En France, le gouvernement impose une Charte de l’Environnement édulcorée, qui ignore le Principe Pollueur-Payeur, châtre le Principe de Précaution... alors que, six mois auparavant, le Parlement avait adopté une directive sur la Responsabilité Environnementale qui la définit en toutes lettres de façon parfaitement claire. « Il convient de mettre en oeuvre la prévention [nom européen de la précaution] et la réparation des dommages environnementaux en appliquant le principe du "pollueur-payeur" inscrit dans le traité, et conformément au principe du développement durable. Le principe fondamental de la présente directive devrait donc être que l’exploitant dont l’activité a causé un dommage environnemental ou une menace imminente d’un tel dommage soit tenu pour financièrement responsable [...]. On appelle "menace imminente de dommage" : une probabilité suffisante de survenance d’un dommage environnemental dans un avenir proche [et]"mesures préventives" toute mesure prise en réponse à un événement, un acte ou une omission qui a créé une menace imminente de dommage environnemental, afin de prévenir ou de limiter au maximum ce dommage ». Il est évident que les associations de défense de l’environnement ou les victimes d’accidents du type AZF iront en justice en se référant à cette directive européenne et pas à la médocre Charte française. Le débat français sur la Charte est donc sans objet.
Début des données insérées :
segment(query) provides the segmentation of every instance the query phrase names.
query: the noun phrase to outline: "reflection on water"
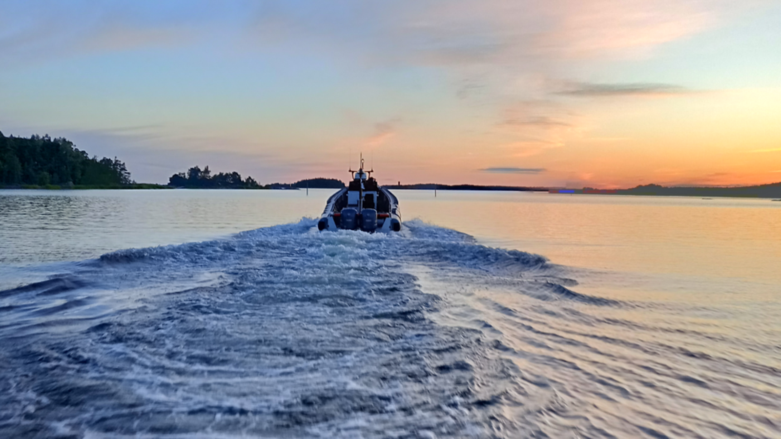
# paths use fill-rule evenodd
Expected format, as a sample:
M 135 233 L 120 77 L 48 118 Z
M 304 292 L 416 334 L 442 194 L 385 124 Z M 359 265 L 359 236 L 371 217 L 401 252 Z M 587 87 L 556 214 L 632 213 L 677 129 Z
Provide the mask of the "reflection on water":
M 0 191 L 0 435 L 781 435 L 779 203 L 330 193 Z
M 768 199 L 398 192 L 406 218 L 559 264 L 781 284 L 781 205 Z
M 0 263 L 82 260 L 319 215 L 332 191 L 0 190 Z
Comment expliquer cette divergence systématique entre les exécutifs et le Parlement ? Tout simplement par le fait que le Parlement exprime par construction la volonté des citoyennes et citoyens d’Europe, et les exécutifs, dès qu’ils sont hors-contrôle, l’intérêt des lobbys industriels nationaux ou européens. Ainsi, brevetage du logiciel et brevetage du vivant (OGM) sont les deux faces d’un repositionnement de l’économie européenne impulsé par le commissaire socialiste français Pascal Lamy dans les négociations à l’OMC. Puisqu’il va bien falloir abandonner un jour nos criminelles subventions aux exportations agricoles (qui tuent les agricultures du tiers Monde), alors il faut faire bloc avec les Etats-Unis pour obtenir des compensations du côté de la propriété intellectuelle, forme moderne du contrôle de l’économie mondiale. Problème : ni les consommateurs d’Europe, ni les petits entreprises informatiques, ni les paysans d’Europe ne souhaitent servir de monnaie pour un tel marchandage.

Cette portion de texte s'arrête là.